Confesso d’essere stato impressionato dalla raffinatezza stilistica della grande scala elicoidale in pietra, della metà del quattrocento, che conduce alla biblioteca. Sul timpano del portale d’entrata campeggia la scritta: “Da sapienti occasionem et addetur ei sapientia” (Offri al saggio l’occasione e la sua sapienza crescerà). Qui, “l’occasione” era rappresentata dai circa ventimila volumi custoditi, almeno fino ai furti avvenuti immediatamente dopo il restauro del Regno borbonico del 1811.
Confesso, pure, la mia grande emozione ai piedi del monumentale scalone ellittico in pietra di Padula, sul lato estremo occidentale del complesso, risalente all’ultimo quarto del Settecento, che mi riportava alla memoria il grande scalone d’ingresso della Reggia di Caserta. Convinzione suffragata, poi, dalle parole della nostra guida cortese, quando ci riferiva che l’opera fosse frutto di quel Gaetano Barba, architetto allievo di Luigi Vanvitelli, che operò dagli anni settanta del Settecento in Certosa.
Pienamente soddisfatti della visita all’importante cenobio meridionale, ci incamminiamo verso il pullman per raggiungere la “Locanda dei Trecento”, posta su una collina dalla quale il nostro sguardo ancora una volta godeva di una visione “a volo d’uccello” della Certosa di San Lorenzo. Qui ammiriamo il “Sacrario dei Trecento”, edificio a pianta circolare posto accanto alla locanda, nella Chiesa della Santissima Annunziata, ove sono custoditi i resti di magna pars dei trecento soldati della sfortunata spedizione di Sapri.

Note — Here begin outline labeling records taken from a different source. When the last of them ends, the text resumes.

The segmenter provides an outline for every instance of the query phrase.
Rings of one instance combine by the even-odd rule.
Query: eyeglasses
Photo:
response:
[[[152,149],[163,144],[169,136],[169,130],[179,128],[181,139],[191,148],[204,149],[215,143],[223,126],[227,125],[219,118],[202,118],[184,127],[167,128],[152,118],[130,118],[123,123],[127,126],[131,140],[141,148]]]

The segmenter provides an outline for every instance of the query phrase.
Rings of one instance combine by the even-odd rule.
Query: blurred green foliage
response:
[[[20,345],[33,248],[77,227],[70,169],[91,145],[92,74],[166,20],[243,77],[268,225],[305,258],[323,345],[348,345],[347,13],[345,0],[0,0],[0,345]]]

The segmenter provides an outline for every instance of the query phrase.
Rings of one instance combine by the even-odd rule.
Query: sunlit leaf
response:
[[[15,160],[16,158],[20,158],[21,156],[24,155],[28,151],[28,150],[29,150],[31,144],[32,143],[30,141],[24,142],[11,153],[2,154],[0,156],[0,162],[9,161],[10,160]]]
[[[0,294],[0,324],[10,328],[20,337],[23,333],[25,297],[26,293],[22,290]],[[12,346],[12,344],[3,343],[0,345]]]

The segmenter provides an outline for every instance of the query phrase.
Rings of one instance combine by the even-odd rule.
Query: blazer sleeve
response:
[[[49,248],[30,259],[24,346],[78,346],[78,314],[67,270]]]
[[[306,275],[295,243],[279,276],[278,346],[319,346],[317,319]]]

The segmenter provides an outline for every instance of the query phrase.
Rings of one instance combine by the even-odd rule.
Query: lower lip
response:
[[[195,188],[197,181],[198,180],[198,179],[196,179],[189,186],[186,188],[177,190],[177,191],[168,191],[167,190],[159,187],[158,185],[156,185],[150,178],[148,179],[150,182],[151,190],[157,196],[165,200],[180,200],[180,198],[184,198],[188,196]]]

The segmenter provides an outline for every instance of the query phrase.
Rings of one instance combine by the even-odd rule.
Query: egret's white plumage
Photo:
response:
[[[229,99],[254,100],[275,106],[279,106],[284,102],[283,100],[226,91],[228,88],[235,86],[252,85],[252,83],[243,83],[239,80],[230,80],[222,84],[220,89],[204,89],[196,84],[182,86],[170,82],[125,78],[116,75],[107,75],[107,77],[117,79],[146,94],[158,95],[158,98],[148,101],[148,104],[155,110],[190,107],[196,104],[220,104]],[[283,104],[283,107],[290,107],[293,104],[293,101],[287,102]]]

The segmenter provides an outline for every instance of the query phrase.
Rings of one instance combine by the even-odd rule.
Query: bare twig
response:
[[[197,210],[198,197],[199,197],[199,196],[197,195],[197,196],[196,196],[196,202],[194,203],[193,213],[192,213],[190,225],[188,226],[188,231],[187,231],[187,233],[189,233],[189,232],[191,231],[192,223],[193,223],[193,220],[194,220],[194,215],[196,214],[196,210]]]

La storia di Carlo Pisacane e dei suoi soldati fu violenta. Sbarcati a Sapri, non trovarono alcun patriota ad attenderli e nessun appoggio da parte della popolazione locale che, aizzata dalla guardia urbana che li fece scambiare per una banda di briganti, li trucidò tutti, barbaramente.
Una storia che, almeno per me, è simile a tante altre e occasione di riflessione sui moti risorgimentali, caratterizzati da una scollatura tra cultura unitaria, riscontrabile presso la borghesia meridionale, progressista, attenta agli interessi dei mercati europei, e le plebi del Sud, la cui ignoranza – tra virgolette – fu anche scudo protettivo di quel fatalismo di antichissima origine, che avrebbe trovato, nel volgere di pochi anni, nel Verismo la sua massima rappresentazione in chiave letteraria. Se la strage dei trecento patrioti vi fu è perché mancò, come in altri simili episodi, quella che io definirei una “Via meridionale della libertà”, con il pieno convincimento e coinvolgimento del popolo sovrano.
Ho pensato, a questo proposito, sulla mesta strada del ritorno, che a nulla sia valsa l’analisi di Vincenzo Cuoco sul fallimento della rivoluzione napoletana del 1799.